Aber dies hat auch tiefer liegende Konsequenzen. Ohne Sprache kein Denken. Sprache prägt das Denken, den Entwicklungsprozess des Denkens, der Gedanken und ihres Ausdrucks. Sprache vermittelt dem Kind, dem Sprachlernenden Denkmuster. Und man versteht wohl, dass der Deutsche mit seinem regressiven Sprachmuster: die verbale bedeutungsverleihende Form am Ende und die anderen Elemente, die sich je nach Wichtigkeit zum Verb nach links ordnen, eine ganz andere Denkweise entwickelt als der Franzose z.B., der die Elemente seiner Formulierung ganz anders ordnet.
Will ich eine Sprache erwerben, so muss ich mich also in diese Denkweise, die der Sprache zugrunde liegt, hinein fügen. “Sprache lernen” bedeutet, sich in einen anderen Code begeben, der bestimmt, wie die Menschen denken aber auch nicht ohne kulturelle Folgen ist. Denn so gesehen ordnet Sprache die Welt desjenigen, der sie spricht; und dieser Welt, die mir fremd ist, muss ich mich anfreunden.

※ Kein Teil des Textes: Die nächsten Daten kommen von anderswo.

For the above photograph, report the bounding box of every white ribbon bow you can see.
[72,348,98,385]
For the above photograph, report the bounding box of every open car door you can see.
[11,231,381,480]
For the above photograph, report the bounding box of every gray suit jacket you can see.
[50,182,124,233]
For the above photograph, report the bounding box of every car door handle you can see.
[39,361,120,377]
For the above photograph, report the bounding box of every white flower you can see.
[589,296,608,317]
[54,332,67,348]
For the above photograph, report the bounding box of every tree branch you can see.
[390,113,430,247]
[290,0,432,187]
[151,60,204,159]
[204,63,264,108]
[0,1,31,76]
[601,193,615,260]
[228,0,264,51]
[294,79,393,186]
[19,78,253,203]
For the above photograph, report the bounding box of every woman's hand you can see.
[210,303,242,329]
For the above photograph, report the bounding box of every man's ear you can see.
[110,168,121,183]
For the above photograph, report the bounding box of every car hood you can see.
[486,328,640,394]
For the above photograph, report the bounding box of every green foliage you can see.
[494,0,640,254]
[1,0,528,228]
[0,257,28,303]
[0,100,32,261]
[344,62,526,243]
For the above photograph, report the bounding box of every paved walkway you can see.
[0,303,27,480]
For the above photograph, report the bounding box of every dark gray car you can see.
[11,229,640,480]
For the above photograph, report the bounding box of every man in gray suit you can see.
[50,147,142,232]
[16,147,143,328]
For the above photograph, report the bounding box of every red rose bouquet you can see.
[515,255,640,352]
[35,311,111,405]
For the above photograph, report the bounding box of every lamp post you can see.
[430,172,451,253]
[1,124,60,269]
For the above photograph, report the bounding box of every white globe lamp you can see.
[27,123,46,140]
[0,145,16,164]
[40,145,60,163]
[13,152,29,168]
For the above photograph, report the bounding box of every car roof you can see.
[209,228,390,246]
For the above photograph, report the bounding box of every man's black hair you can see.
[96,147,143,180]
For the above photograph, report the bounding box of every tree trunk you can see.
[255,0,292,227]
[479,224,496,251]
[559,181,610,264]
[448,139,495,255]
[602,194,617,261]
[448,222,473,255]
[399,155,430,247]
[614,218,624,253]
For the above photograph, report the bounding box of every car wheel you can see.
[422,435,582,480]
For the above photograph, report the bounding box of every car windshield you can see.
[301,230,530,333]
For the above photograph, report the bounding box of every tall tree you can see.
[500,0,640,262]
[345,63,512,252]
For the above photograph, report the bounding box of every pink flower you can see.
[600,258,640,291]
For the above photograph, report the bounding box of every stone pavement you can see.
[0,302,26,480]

So ist Spracherwerb nicht bedeutungslos. Mit meiner Muttersprache entdecke ich, erobere ich die Welt, in der ich lebe: ich forme die Welt und ich forme mich. Mit einer anderen Sprache trete ich dann in eine neue Welt ein. Mit zwei, drei Sprachen mache ich mir zwei, drei Welten zu eigen und werde zu einem Weltmenschen.